Like many top-tier prospects, Dravon Henry has been analyzed many times during his final high school season. He's done nothing to bring up much cause for concern as he prepares to take his next step to the college level.
WHAT TO LIKE: Henry has a number of attributes that make him stand out among pass defenders, but one of the best might be the hardest to quantify. He has an innate sense of when the ball is coming out of the quarterback's hand, and times his breaks in coverage exquisitely. He plays through the ball, and attacks it almost like a receiver.
Beyond that, he has almost every ability needed for a pass defender. He has shown coverage ability in both zone and man-to-man looks, and has experience as both a safety and a corner. He moves very smoothly and with little wasted motion, which enables him to match the breaks and cuts of opposing wide receivers and keeps him in position for the final play on the ball.

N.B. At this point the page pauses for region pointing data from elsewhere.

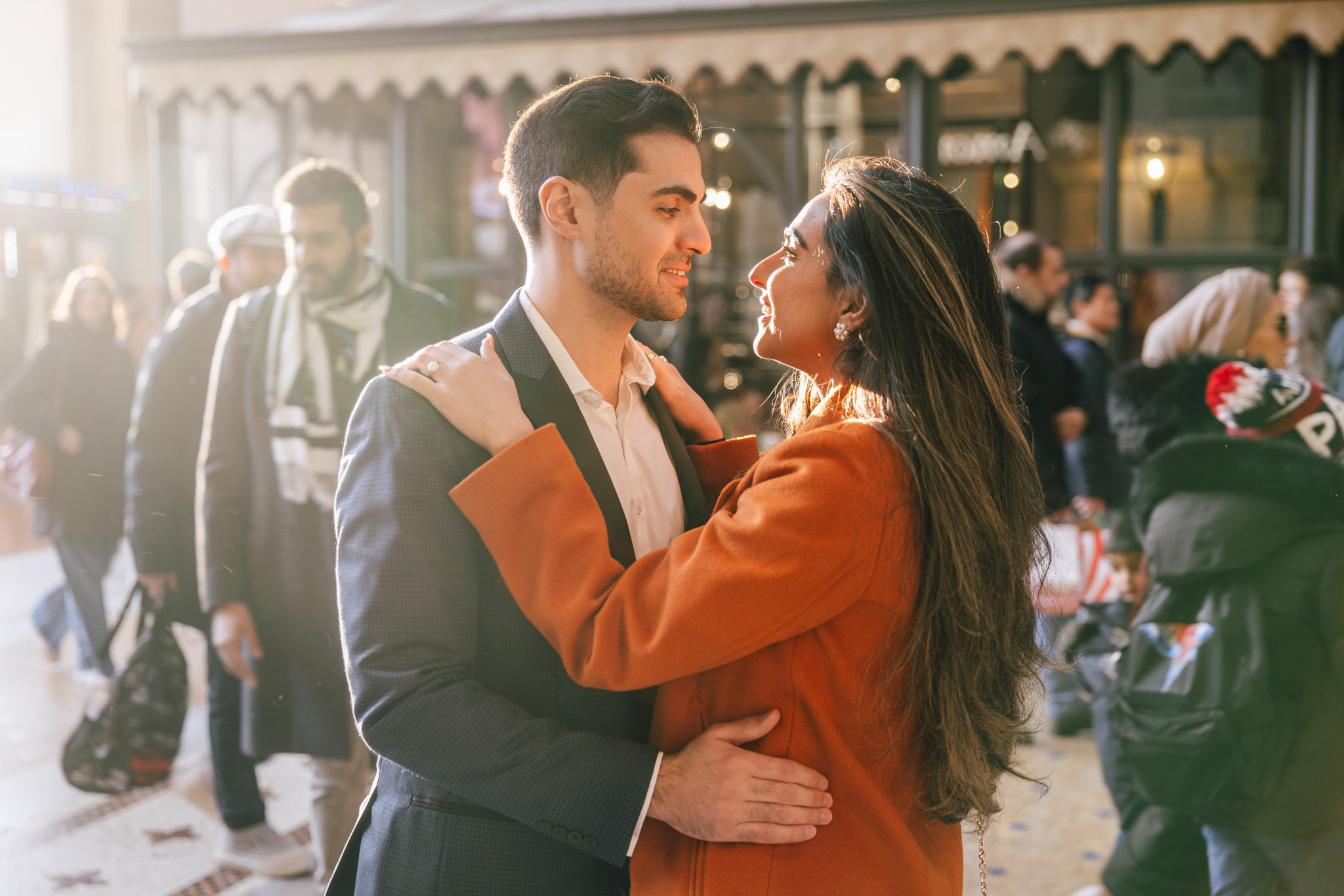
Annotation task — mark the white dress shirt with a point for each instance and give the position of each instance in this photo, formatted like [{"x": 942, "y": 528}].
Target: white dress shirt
[{"x": 636, "y": 458}]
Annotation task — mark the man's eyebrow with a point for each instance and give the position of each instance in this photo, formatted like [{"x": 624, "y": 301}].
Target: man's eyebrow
[{"x": 684, "y": 192}]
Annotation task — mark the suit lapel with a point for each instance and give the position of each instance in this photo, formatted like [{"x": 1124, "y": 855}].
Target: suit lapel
[
  {"x": 692, "y": 496},
  {"x": 546, "y": 398}
]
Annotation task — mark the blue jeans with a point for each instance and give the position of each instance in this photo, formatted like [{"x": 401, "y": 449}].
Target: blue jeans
[
  {"x": 77, "y": 605},
  {"x": 1246, "y": 864},
  {"x": 1066, "y": 695}
]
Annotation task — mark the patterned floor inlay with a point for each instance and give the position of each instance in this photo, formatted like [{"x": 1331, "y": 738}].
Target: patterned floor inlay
[
  {"x": 94, "y": 813},
  {"x": 225, "y": 878}
]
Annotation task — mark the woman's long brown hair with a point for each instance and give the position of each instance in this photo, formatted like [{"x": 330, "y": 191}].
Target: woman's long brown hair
[{"x": 932, "y": 363}]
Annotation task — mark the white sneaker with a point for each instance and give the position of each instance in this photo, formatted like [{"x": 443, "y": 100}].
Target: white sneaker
[
  {"x": 91, "y": 679},
  {"x": 261, "y": 851}
]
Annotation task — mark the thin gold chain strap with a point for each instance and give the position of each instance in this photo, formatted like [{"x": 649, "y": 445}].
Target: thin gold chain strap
[{"x": 984, "y": 882}]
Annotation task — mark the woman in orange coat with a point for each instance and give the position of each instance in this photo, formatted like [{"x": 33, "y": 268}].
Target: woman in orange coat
[{"x": 867, "y": 577}]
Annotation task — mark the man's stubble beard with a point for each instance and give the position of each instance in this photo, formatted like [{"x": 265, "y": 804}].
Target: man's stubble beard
[
  {"x": 338, "y": 284},
  {"x": 616, "y": 277}
]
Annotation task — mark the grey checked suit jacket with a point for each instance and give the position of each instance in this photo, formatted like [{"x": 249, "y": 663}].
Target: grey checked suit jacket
[{"x": 497, "y": 774}]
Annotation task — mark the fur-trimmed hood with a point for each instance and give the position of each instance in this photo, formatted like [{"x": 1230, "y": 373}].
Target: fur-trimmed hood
[
  {"x": 1152, "y": 406},
  {"x": 1203, "y": 500},
  {"x": 1280, "y": 470}
]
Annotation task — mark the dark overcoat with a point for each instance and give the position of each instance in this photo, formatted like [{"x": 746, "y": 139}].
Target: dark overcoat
[
  {"x": 1049, "y": 383},
  {"x": 85, "y": 380},
  {"x": 164, "y": 442},
  {"x": 276, "y": 556},
  {"x": 497, "y": 773},
  {"x": 1093, "y": 461}
]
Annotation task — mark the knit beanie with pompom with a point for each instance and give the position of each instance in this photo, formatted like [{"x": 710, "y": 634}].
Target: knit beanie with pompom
[{"x": 1257, "y": 403}]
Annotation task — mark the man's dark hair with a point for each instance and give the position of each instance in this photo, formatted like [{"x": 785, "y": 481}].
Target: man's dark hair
[
  {"x": 320, "y": 182},
  {"x": 1026, "y": 249},
  {"x": 1083, "y": 289},
  {"x": 582, "y": 132}
]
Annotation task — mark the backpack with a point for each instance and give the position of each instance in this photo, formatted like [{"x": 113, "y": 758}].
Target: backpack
[
  {"x": 133, "y": 742},
  {"x": 1205, "y": 714}
]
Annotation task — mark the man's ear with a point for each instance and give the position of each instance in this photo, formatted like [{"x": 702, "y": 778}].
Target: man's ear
[{"x": 565, "y": 207}]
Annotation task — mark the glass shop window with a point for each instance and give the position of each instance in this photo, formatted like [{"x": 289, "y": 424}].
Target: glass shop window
[
  {"x": 463, "y": 241},
  {"x": 745, "y": 209},
  {"x": 1022, "y": 148},
  {"x": 1205, "y": 152}
]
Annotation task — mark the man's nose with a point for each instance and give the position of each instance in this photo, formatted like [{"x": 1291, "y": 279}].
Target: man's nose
[{"x": 695, "y": 238}]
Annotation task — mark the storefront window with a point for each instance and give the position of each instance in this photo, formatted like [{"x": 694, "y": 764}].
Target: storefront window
[
  {"x": 461, "y": 238},
  {"x": 744, "y": 163},
  {"x": 1022, "y": 148},
  {"x": 1205, "y": 152}
]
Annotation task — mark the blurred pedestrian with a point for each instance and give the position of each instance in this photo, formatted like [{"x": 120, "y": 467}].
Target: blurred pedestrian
[
  {"x": 1097, "y": 474},
  {"x": 1233, "y": 315},
  {"x": 160, "y": 507},
  {"x": 288, "y": 367},
  {"x": 188, "y": 273},
  {"x": 1031, "y": 272},
  {"x": 1160, "y": 852},
  {"x": 74, "y": 396},
  {"x": 1309, "y": 289},
  {"x": 1244, "y": 528}
]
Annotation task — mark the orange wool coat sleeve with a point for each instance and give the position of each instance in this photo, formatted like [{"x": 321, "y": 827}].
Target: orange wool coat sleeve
[{"x": 782, "y": 554}]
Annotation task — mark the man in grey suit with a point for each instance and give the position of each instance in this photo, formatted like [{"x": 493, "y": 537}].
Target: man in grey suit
[{"x": 497, "y": 774}]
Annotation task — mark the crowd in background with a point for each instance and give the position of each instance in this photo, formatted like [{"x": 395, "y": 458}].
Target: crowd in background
[
  {"x": 1141, "y": 491},
  {"x": 1181, "y": 489}
]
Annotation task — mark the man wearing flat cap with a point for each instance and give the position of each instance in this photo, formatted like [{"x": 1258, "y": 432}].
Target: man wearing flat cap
[{"x": 160, "y": 495}]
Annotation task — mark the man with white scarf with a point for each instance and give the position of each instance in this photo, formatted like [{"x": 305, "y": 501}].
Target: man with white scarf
[{"x": 288, "y": 369}]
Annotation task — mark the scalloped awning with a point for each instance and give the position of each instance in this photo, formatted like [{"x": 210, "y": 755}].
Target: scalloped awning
[{"x": 1041, "y": 37}]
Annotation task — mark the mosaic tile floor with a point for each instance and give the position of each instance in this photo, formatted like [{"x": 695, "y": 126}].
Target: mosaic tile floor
[{"x": 160, "y": 843}]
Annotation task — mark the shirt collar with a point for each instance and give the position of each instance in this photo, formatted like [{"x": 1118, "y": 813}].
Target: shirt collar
[{"x": 635, "y": 366}]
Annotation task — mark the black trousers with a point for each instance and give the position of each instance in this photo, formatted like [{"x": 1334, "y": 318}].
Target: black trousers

POSSIBLE CONCERNS: At 5-11, Henry wouldn't be the biggest body at safety if that is where is college future lies.
In that manner, he might mirror freshman Daryl Worley a great deal. The talented Philadelphian was so good, and so needed on the injury-ravaged defense, that he filled multiple roles for the Mountaineers this year. The preference would be for Henry to settle at one position, but the ability to get on the field at multiple positions is also attractive. WVU will have to be careful not to overload him if that plays out, but again, that's a small concern.
OVERALL ANALYSIS: West Virginia is getting a player with the ability to contribute immediately. Henry's talent, combined with the many issues in the Mountaineer secondary, give him an excellent chance to avoid a redshirt and be on the field in 2014.
Henry's versatility, which should allow him to compete at either safety or cornerback, not only gives him more paths to the field, but also allows WVU to make adjustments in its existing and incoming personnel if that turns out to be the best method of forging a more competitive secondary. Combined with incoming juco Jaylon Myers, WVU might have the best duo of defensive backs in the same class in more than 15 years.